Almost all the evidence for intimal hyperplasia both clinical and experimental is from vein to artery grafts where pressure differentials and high flow lead to intimal hyperplasia. There is little written about pure vein intimal hyperplasia. Angioplasty alone of Budd Chiari venous stenosis has mid term and long term patency. vein to vein anastomoses in liver transplants may have stenosis from a different cause.
Also venous stenosis from intimal hyperplasia should occur later than we are seeing restenosis after ccsvi angioplasty. Thus, i am unclear about the role of intimal hyperplasia right now and have not added antiplatelet drugs such as aspirin or clopidogrel (plavix) to my post procedure regimen
But i am surely no expert in all of this.
Am I correct in assuming that a. and b. can be better managed than c? Intimal hyperplasia seems very problematic and is likely to show up several months after CCSVI treatment and hence the need for an active aftercare program. Some docs are not using larger balloons in order to reduce the risk of intimal hyperplasia at the expense of better short term results.
big assumptions. we dont have these answers yet.
Arixtra can't be used with aspirin and therefore seems to be a better option than aspirin.
This is not accurate. It can be used with aspirin. Pharmacological studies have shown that the antiplatelet effects of aspirin and the anti-thrombin activities of fondaparinux are not altered by simultaneous use.
Fondaparinux should not be used by patients who:
weigh less than 110 pounds (50 kilograms); have kidney disease; have active bleeding; have a low level of platelets in the blood; or have bacterial endocarditis (infection of the heart).
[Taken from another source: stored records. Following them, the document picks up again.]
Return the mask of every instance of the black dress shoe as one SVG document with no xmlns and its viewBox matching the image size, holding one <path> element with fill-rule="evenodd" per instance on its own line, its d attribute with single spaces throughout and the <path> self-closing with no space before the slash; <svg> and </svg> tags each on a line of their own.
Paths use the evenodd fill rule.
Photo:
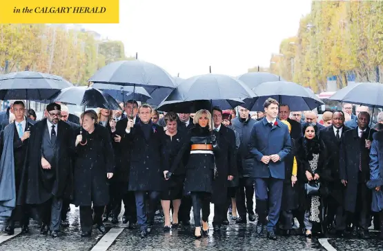
<svg viewBox="0 0 383 251">
<path fill-rule="evenodd" d="M 81 233 L 81 237 L 90 237 L 92 232 L 90 231 L 83 232 Z"/>
<path fill-rule="evenodd" d="M 29 232 L 29 226 L 28 225 L 21 226 L 21 234 L 28 234 Z"/>
<path fill-rule="evenodd" d="M 59 231 L 56 231 L 56 230 L 50 231 L 50 236 L 52 238 L 56 238 L 57 237 L 59 236 Z"/>
<path fill-rule="evenodd" d="M 122 223 L 126 224 L 129 221 L 129 219 L 125 215 L 122 215 Z"/>
<path fill-rule="evenodd" d="M 117 217 L 113 216 L 112 217 L 112 224 L 118 224 L 119 223 L 119 219 Z"/>
<path fill-rule="evenodd" d="M 139 232 L 139 237 L 141 238 L 145 238 L 146 237 L 146 235 L 148 235 L 148 232 L 146 230 L 142 230 Z"/>
<path fill-rule="evenodd" d="M 218 225 L 214 225 L 213 226 L 213 230 L 214 230 L 214 232 L 219 232 L 221 231 L 221 226 Z"/>
<path fill-rule="evenodd" d="M 369 230 L 360 230 L 359 231 L 359 237 L 363 239 L 370 239 L 371 237 L 370 235 L 370 232 Z"/>
<path fill-rule="evenodd" d="M 267 232 L 267 238 L 271 240 L 276 240 L 277 239 L 277 234 L 274 231 L 268 231 Z"/>
<path fill-rule="evenodd" d="M 43 223 L 41 225 L 41 228 L 40 228 L 40 233 L 41 234 L 47 234 L 49 231 L 49 228 L 46 224 Z"/>
<path fill-rule="evenodd" d="M 106 232 L 105 230 L 105 226 L 104 226 L 104 224 L 97 225 L 97 229 L 101 232 L 101 234 L 105 234 L 105 232 Z"/>
<path fill-rule="evenodd" d="M 63 228 L 68 228 L 69 226 L 69 222 L 68 220 L 61 221 L 61 225 Z"/>
<path fill-rule="evenodd" d="M 255 221 L 255 214 L 249 214 L 248 215 L 248 221 L 251 222 Z"/>
<path fill-rule="evenodd" d="M 246 220 L 246 217 L 242 217 L 239 216 L 238 217 L 238 219 L 237 219 L 237 220 L 235 221 L 235 223 L 237 224 L 246 224 L 247 223 L 247 220 Z"/>
<path fill-rule="evenodd" d="M 14 228 L 12 228 L 9 226 L 5 229 L 5 231 L 8 235 L 14 234 Z"/>
<path fill-rule="evenodd" d="M 255 227 L 255 230 L 257 231 L 257 234 L 261 235 L 264 232 L 264 224 L 262 223 L 257 223 L 257 226 Z"/>
</svg>

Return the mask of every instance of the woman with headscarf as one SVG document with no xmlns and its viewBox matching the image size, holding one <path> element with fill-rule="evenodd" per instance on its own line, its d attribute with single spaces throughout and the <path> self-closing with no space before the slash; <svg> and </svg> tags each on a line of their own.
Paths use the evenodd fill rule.
<svg viewBox="0 0 383 251">
<path fill-rule="evenodd" d="M 315 133 L 315 126 L 306 123 L 302 127 L 304 137 L 297 144 L 297 153 L 301 163 L 299 165 L 299 179 L 301 180 L 301 198 L 304 224 L 306 237 L 311 238 L 314 224 L 321 223 L 321 200 L 319 196 L 306 196 L 304 184 L 310 182 L 318 181 L 321 165 L 318 164 L 320 151 L 320 141 Z"/>
<path fill-rule="evenodd" d="M 215 152 L 219 151 L 217 133 L 212 131 L 211 113 L 205 109 L 198 111 L 194 117 L 194 127 L 188 131 L 182 147 L 178 152 L 169 171 L 164 175 L 166 179 L 174 173 L 182 161 L 185 153 L 190 154 L 185 160 L 186 177 L 184 185 L 185 194 L 190 193 L 195 226 L 195 237 L 199 239 L 208 232 L 208 219 L 213 192 L 213 182 L 216 171 Z M 202 210 L 202 229 L 201 229 L 201 210 Z"/>
</svg>

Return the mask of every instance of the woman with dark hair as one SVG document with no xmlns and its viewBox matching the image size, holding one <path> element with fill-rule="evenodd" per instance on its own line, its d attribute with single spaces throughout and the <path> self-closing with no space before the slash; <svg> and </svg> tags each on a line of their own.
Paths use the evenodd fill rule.
<svg viewBox="0 0 383 251">
<path fill-rule="evenodd" d="M 170 173 L 185 160 L 186 177 L 184 186 L 185 194 L 190 193 L 193 203 L 193 212 L 195 226 L 195 236 L 201 238 L 207 236 L 210 203 L 215 177 L 215 152 L 218 151 L 217 133 L 212 131 L 211 113 L 207 110 L 198 111 L 194 117 L 194 127 L 188 131 L 173 162 Z M 187 153 L 187 157 L 184 159 Z M 167 178 L 168 171 L 164 172 Z M 202 229 L 201 229 L 201 210 L 202 210 Z"/>
<path fill-rule="evenodd" d="M 92 205 L 97 229 L 105 232 L 102 214 L 109 201 L 108 179 L 113 176 L 115 162 L 110 133 L 97 124 L 96 112 L 88 110 L 81 117 L 82 127 L 75 133 L 73 204 L 80 207 L 81 236 L 89 237 L 93 225 Z"/>
<path fill-rule="evenodd" d="M 171 166 L 178 151 L 182 146 L 185 135 L 177 130 L 177 120 L 179 120 L 177 113 L 169 112 L 164 118 L 166 124 L 164 157 L 168 163 L 165 166 Z M 165 170 L 164 170 L 164 173 L 166 173 Z M 179 162 L 178 167 L 169 179 L 166 179 L 166 177 L 165 178 L 166 181 L 164 182 L 164 188 L 160 197 L 161 205 L 165 216 L 164 230 L 168 232 L 170 230 L 170 224 L 172 228 L 178 227 L 178 210 L 181 205 L 184 180 L 185 179 L 185 168 L 183 162 Z M 170 201 L 173 202 L 172 223 L 170 223 Z"/>
<path fill-rule="evenodd" d="M 306 229 L 306 237 L 311 238 L 314 224 L 321 223 L 321 201 L 319 196 L 306 196 L 304 184 L 320 179 L 320 170 L 318 164 L 320 154 L 320 141 L 316 135 L 315 126 L 306 123 L 302 127 L 304 137 L 297 143 L 297 157 L 300 162 L 299 175 L 300 186 L 302 190 L 300 195 L 302 204 L 302 210 L 304 210 L 303 221 Z"/>
</svg>

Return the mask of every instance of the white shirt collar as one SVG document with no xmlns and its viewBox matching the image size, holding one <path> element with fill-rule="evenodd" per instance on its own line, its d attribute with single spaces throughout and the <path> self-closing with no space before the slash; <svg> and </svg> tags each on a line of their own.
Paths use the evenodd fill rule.
<svg viewBox="0 0 383 251">
<path fill-rule="evenodd" d="M 219 129 L 221 129 L 221 126 L 222 126 L 222 124 L 219 124 L 219 125 L 218 126 L 218 127 L 214 127 L 214 129 L 213 129 L 213 130 L 215 130 L 215 129 L 217 129 L 216 131 L 219 131 Z"/>
</svg>

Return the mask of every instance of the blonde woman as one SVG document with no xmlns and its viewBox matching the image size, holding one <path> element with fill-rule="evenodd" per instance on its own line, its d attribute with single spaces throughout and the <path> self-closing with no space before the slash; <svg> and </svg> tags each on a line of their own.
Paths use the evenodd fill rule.
<svg viewBox="0 0 383 251">
<path fill-rule="evenodd" d="M 184 153 L 190 151 L 185 164 L 186 177 L 184 193 L 190 194 L 195 226 L 196 239 L 208 232 L 208 219 L 212 185 L 215 175 L 214 154 L 218 151 L 217 133 L 212 131 L 211 114 L 207 110 L 199 110 L 194 116 L 195 124 L 185 137 L 182 147 L 172 164 L 170 173 L 178 167 Z M 168 179 L 168 171 L 164 172 Z M 202 210 L 202 229 L 201 229 L 201 210 Z"/>
</svg>

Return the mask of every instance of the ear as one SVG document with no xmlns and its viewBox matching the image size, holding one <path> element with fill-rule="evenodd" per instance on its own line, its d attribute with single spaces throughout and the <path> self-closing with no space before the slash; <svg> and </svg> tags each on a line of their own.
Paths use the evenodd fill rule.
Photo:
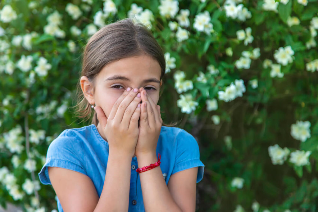
<svg viewBox="0 0 318 212">
<path fill-rule="evenodd" d="M 94 105 L 94 86 L 93 82 L 88 80 L 86 76 L 80 78 L 80 87 L 85 98 L 91 105 Z"/>
</svg>

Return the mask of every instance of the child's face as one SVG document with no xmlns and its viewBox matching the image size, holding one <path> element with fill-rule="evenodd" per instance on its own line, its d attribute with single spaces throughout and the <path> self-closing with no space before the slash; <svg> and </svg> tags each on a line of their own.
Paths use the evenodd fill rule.
<svg viewBox="0 0 318 212">
<path fill-rule="evenodd" d="M 158 61 L 148 55 L 110 63 L 95 78 L 94 88 L 92 92 L 93 102 L 101 107 L 108 118 L 115 102 L 125 90 L 130 87 L 133 89 L 137 88 L 140 92 L 142 87 L 156 104 L 162 84 L 162 80 L 160 81 L 161 70 Z M 115 77 L 128 79 L 111 79 Z M 153 80 L 144 82 L 149 79 Z"/>
</svg>

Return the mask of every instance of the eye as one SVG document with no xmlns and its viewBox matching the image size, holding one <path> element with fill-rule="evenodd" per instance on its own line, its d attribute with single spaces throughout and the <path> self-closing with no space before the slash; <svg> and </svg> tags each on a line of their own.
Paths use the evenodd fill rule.
<svg viewBox="0 0 318 212">
<path fill-rule="evenodd" d="M 114 88 L 115 89 L 120 89 L 120 88 L 118 87 L 122 87 L 122 86 L 121 85 L 114 85 L 112 87 Z M 124 87 L 122 87 L 123 88 Z"/>
<path fill-rule="evenodd" d="M 148 89 L 148 88 L 150 88 L 150 89 Z M 156 88 L 153 88 L 152 87 L 146 87 L 145 88 L 145 90 L 148 90 L 148 91 L 151 91 L 152 89 L 154 90 L 156 90 Z"/>
</svg>

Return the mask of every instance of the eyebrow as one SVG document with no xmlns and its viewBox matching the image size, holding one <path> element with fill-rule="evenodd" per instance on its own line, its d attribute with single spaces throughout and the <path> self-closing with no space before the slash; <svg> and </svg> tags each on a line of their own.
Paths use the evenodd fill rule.
<svg viewBox="0 0 318 212">
<path fill-rule="evenodd" d="M 111 80 L 123 80 L 125 81 L 128 81 L 128 82 L 131 81 L 131 80 L 130 80 L 130 79 L 126 77 L 121 76 L 120 75 L 114 75 L 110 77 L 108 77 L 108 78 L 105 79 L 105 80 L 109 81 Z M 151 78 L 149 79 L 147 79 L 144 80 L 142 81 L 142 82 L 144 83 L 151 82 L 156 82 L 159 84 L 160 83 L 160 81 L 155 78 Z"/>
</svg>

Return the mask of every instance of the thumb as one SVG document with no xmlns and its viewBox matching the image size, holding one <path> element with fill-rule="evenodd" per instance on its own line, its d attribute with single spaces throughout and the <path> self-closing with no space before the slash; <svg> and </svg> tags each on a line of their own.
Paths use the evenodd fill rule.
<svg viewBox="0 0 318 212">
<path fill-rule="evenodd" d="M 94 109 L 97 115 L 97 119 L 98 120 L 98 121 L 100 123 L 102 127 L 103 128 L 104 127 L 107 123 L 107 117 L 106 117 L 104 111 L 101 109 L 101 107 L 99 106 L 95 106 L 94 108 Z"/>
</svg>

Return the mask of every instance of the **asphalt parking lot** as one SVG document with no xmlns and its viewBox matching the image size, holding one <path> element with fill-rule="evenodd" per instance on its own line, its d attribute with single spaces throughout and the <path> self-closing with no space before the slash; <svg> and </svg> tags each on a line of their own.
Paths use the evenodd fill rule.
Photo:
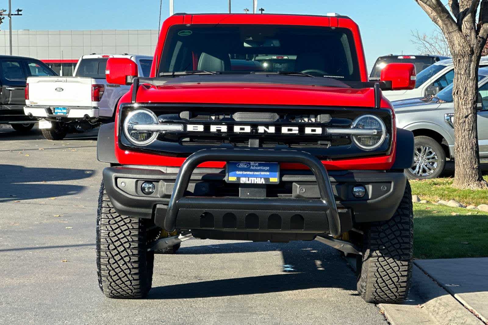
<svg viewBox="0 0 488 325">
<path fill-rule="evenodd" d="M 192 239 L 157 255 L 143 300 L 105 298 L 95 264 L 96 135 L 0 129 L 0 324 L 386 324 L 317 242 Z"/>
</svg>

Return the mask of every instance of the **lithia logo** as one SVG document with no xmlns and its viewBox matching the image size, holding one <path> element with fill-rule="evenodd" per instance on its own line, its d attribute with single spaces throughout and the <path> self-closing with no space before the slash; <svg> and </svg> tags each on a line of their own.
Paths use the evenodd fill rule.
<svg viewBox="0 0 488 325">
<path fill-rule="evenodd" d="M 301 134 L 323 135 L 325 129 L 322 126 L 295 126 L 283 125 L 227 125 L 224 124 L 205 125 L 188 124 L 187 132 L 210 132 L 212 133 L 234 133 L 242 134 Z"/>
</svg>

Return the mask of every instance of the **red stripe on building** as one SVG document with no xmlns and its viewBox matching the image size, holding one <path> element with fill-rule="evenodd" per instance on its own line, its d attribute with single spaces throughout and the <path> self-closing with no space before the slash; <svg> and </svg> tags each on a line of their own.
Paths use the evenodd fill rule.
<svg viewBox="0 0 488 325">
<path fill-rule="evenodd" d="M 78 60 L 41 60 L 44 63 L 77 63 Z"/>
</svg>

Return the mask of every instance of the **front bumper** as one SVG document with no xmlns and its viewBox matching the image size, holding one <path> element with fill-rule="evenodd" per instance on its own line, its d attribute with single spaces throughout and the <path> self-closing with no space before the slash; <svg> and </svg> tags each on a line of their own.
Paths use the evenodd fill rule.
<svg viewBox="0 0 488 325">
<path fill-rule="evenodd" d="M 231 186 L 224 180 L 224 172 L 196 168 L 206 161 L 248 161 L 250 157 L 261 162 L 300 162 L 313 174 L 282 171 L 280 183 L 289 194 L 271 197 L 276 185 L 266 185 L 263 191 L 259 187 L 263 185 L 250 188 L 248 184 L 237 184 L 239 194 L 232 196 L 230 187 L 223 191 L 228 191 L 228 196 L 222 195 L 223 191 L 216 193 L 219 187 Z M 258 149 L 206 149 L 190 156 L 179 171 L 112 167 L 104 169 L 103 177 L 118 213 L 154 218 L 157 225 L 168 231 L 176 228 L 333 235 L 350 230 L 355 223 L 389 219 L 406 183 L 402 173 L 344 171 L 329 175 L 311 155 Z M 154 183 L 156 190 L 144 195 L 141 185 L 148 181 Z M 352 188 L 359 184 L 366 187 L 366 194 L 357 199 Z"/>
<path fill-rule="evenodd" d="M 28 116 L 47 118 L 46 119 L 50 120 L 52 119 L 53 121 L 56 121 L 56 119 L 59 118 L 83 119 L 86 116 L 88 116 L 90 118 L 99 117 L 98 107 L 68 106 L 66 108 L 67 114 L 65 115 L 53 114 L 54 107 L 47 106 L 24 106 L 24 113 Z"/>
</svg>

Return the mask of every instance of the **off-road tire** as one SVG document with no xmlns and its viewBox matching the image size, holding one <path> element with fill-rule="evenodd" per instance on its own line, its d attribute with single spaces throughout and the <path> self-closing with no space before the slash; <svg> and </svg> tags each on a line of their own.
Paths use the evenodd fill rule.
<svg viewBox="0 0 488 325">
<path fill-rule="evenodd" d="M 365 229 L 362 259 L 357 266 L 358 291 L 368 303 L 396 304 L 408 294 L 412 278 L 413 213 L 407 181 L 400 205 L 391 219 Z"/>
<path fill-rule="evenodd" d="M 34 123 L 29 123 L 25 124 L 10 124 L 14 130 L 20 133 L 27 133 L 30 132 L 34 126 Z"/>
<path fill-rule="evenodd" d="M 97 269 L 100 289 L 112 298 L 137 299 L 152 284 L 154 253 L 147 251 L 146 221 L 115 211 L 103 182 L 97 217 Z"/>
<path fill-rule="evenodd" d="M 415 138 L 414 148 L 418 145 L 427 146 L 435 152 L 438 159 L 437 168 L 432 174 L 425 176 L 419 176 L 413 174 L 409 169 L 405 169 L 405 175 L 409 180 L 429 180 L 437 178 L 442 173 L 446 165 L 446 152 L 441 144 L 430 137 L 419 136 Z"/>
<path fill-rule="evenodd" d="M 68 128 L 59 122 L 53 122 L 50 129 L 41 129 L 42 135 L 48 140 L 62 140 L 68 134 Z"/>
</svg>

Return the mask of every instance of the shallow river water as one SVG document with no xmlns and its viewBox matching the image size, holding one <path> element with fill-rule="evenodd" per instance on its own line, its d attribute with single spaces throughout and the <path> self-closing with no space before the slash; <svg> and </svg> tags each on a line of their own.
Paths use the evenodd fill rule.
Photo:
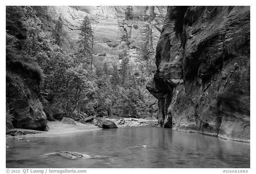
<svg viewBox="0 0 256 174">
<path fill-rule="evenodd" d="M 250 144 L 153 127 L 7 140 L 7 168 L 250 168 Z M 100 158 L 45 155 L 76 151 Z"/>
</svg>

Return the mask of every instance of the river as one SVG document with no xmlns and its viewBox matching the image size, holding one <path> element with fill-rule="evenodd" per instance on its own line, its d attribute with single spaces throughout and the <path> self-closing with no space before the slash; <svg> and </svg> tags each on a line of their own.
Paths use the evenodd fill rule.
<svg viewBox="0 0 256 174">
<path fill-rule="evenodd" d="M 6 141 L 7 168 L 250 168 L 250 143 L 156 127 Z M 100 158 L 46 155 L 70 151 Z"/>
</svg>

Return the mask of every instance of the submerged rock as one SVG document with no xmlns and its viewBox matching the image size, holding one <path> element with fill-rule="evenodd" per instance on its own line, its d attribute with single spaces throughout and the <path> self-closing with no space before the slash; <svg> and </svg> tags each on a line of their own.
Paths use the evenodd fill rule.
<svg viewBox="0 0 256 174">
<path fill-rule="evenodd" d="M 114 122 L 109 120 L 105 120 L 103 121 L 100 124 L 99 127 L 101 128 L 118 128 L 116 124 Z"/>
<path fill-rule="evenodd" d="M 76 125 L 75 120 L 70 118 L 63 117 L 61 120 L 61 123 L 65 124 Z"/>
<path fill-rule="evenodd" d="M 59 151 L 57 152 L 51 153 L 47 154 L 44 155 L 60 155 L 63 157 L 65 158 L 68 159 L 78 159 L 80 158 L 91 158 L 92 156 L 88 155 L 82 154 L 81 153 L 76 152 L 70 152 L 68 151 Z"/>
<path fill-rule="evenodd" d="M 124 120 L 124 119 L 123 119 L 122 118 L 115 122 L 115 123 L 116 123 L 116 124 L 119 125 L 123 125 L 125 123 L 125 120 Z"/>
<path fill-rule="evenodd" d="M 85 123 L 89 123 L 92 122 L 93 119 L 94 119 L 94 118 L 95 118 L 95 116 L 90 116 L 85 118 L 83 120 Z"/>
</svg>

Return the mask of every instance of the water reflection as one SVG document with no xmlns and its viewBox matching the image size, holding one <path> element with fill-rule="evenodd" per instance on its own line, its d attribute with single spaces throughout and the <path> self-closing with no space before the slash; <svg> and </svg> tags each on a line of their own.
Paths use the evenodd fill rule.
<svg viewBox="0 0 256 174">
<path fill-rule="evenodd" d="M 24 139 L 7 142 L 7 167 L 250 167 L 250 144 L 162 128 L 122 128 Z M 42 156 L 61 151 L 108 157 L 71 160 Z"/>
</svg>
Fondaparinux may be risky in patients with high blood pressure; a bleeding or blood clotting disorder; a prosthetic heart valve; need to have (or have recently had) surgery or another invasive procedure; stomach bleeding or ulcers; eye problems due to diabetes; a history of a low level of platelets in the blood during treatment with heparin; or liver disease.
Individual judgments must be made in such circumstances.
Is this all about right in terms of the current state of play?